We have all heard the phrase, “Don’t put all of your eggs in one basket,” but what does it really mean? If you put all of your eggs in one basket and then drop the basket (or it is stolen by the Easter Bunny), you will lose of all of your eggs. Similarly, if you invest all of your money in one company stock or single asset class and that company fails or that asset class underperforms, you have “lost” all of your money. In the investment world, this problem is solved through diversification and managing the risk exposure in your portfolio.
How many eggs go in which baskets?
Asset allocation is the first step in creating a diversified investment portfolio. Asset allocation means deciding how your investment dollars should be allocated among broad asset classes such as stocks, bonds, alternative investments, and cash equivalents. Diversifying your investment mix amongst the various asset classes is a key tool for managing market volatility. Because asset classes often perform differently under different market conditions, spreading your assets among them has the potential to help reduce your overall risk exposure. The underlying principle is that different asset classes have shown different rates of return and levels of price volatility over time. Also, since different asset classes often respond differently to the same news, your stocks may go down while your bonds go up, or vice versa.

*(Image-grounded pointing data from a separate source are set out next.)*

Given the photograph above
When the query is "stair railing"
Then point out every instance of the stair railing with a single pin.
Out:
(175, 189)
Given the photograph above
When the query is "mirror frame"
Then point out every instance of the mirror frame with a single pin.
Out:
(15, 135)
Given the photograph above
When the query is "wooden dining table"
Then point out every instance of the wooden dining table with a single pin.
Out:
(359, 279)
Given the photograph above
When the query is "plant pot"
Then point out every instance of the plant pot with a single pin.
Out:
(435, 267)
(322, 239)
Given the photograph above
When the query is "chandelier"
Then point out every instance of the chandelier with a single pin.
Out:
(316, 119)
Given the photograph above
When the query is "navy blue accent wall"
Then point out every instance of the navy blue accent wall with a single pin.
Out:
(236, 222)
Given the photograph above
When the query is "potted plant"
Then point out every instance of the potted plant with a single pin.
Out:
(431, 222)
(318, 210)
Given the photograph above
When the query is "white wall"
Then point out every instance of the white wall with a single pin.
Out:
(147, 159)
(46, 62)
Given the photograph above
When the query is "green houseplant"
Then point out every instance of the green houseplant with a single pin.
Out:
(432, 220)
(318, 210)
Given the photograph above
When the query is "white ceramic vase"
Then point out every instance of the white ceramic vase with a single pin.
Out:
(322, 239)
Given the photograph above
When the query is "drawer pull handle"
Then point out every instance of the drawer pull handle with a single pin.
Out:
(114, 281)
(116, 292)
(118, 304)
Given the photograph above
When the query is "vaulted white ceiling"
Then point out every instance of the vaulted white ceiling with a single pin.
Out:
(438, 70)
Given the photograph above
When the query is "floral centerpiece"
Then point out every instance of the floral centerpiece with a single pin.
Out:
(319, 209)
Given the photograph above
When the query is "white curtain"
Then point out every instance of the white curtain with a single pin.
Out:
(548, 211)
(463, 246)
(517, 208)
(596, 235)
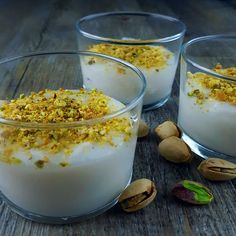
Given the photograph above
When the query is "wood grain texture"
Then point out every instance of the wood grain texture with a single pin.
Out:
(50, 25)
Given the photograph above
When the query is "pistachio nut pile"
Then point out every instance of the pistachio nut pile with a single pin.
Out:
(142, 192)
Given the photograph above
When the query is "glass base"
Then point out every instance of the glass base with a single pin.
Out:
(203, 151)
(59, 220)
(157, 104)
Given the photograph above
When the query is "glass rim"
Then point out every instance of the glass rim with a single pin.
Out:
(202, 68)
(74, 124)
(130, 42)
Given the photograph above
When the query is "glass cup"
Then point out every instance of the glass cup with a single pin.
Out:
(207, 105)
(149, 41)
(66, 153)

So how much do you put in each basket? If you have too much allocated to cash, then you run the risk of losing money to inflation. If you have too much allocated to stocks, you may be losing sleep at night dealing with the daily fluctuations of the market. The answer is different for everyone. You need to consider your tolerance for risk, your financial resources, your long-term goals, and your investment timeframe to figure out the appropriate mix for you.
What Diversification is NOT
Spreading your assets amongst several different investment advisors or brokerage houses is NOT an effective diversification strategy, especially if all of those accounts contain similar holdings. For instance, if you use three different brokerage firms to house your investments and they all invest in large cap stocks – your eggs are still in the same basket.
Work with a financial advisor who you trust to figure out the best place to put your eggs to protect against market volatility, inflation, and of course, that mischievous Easter Bunny.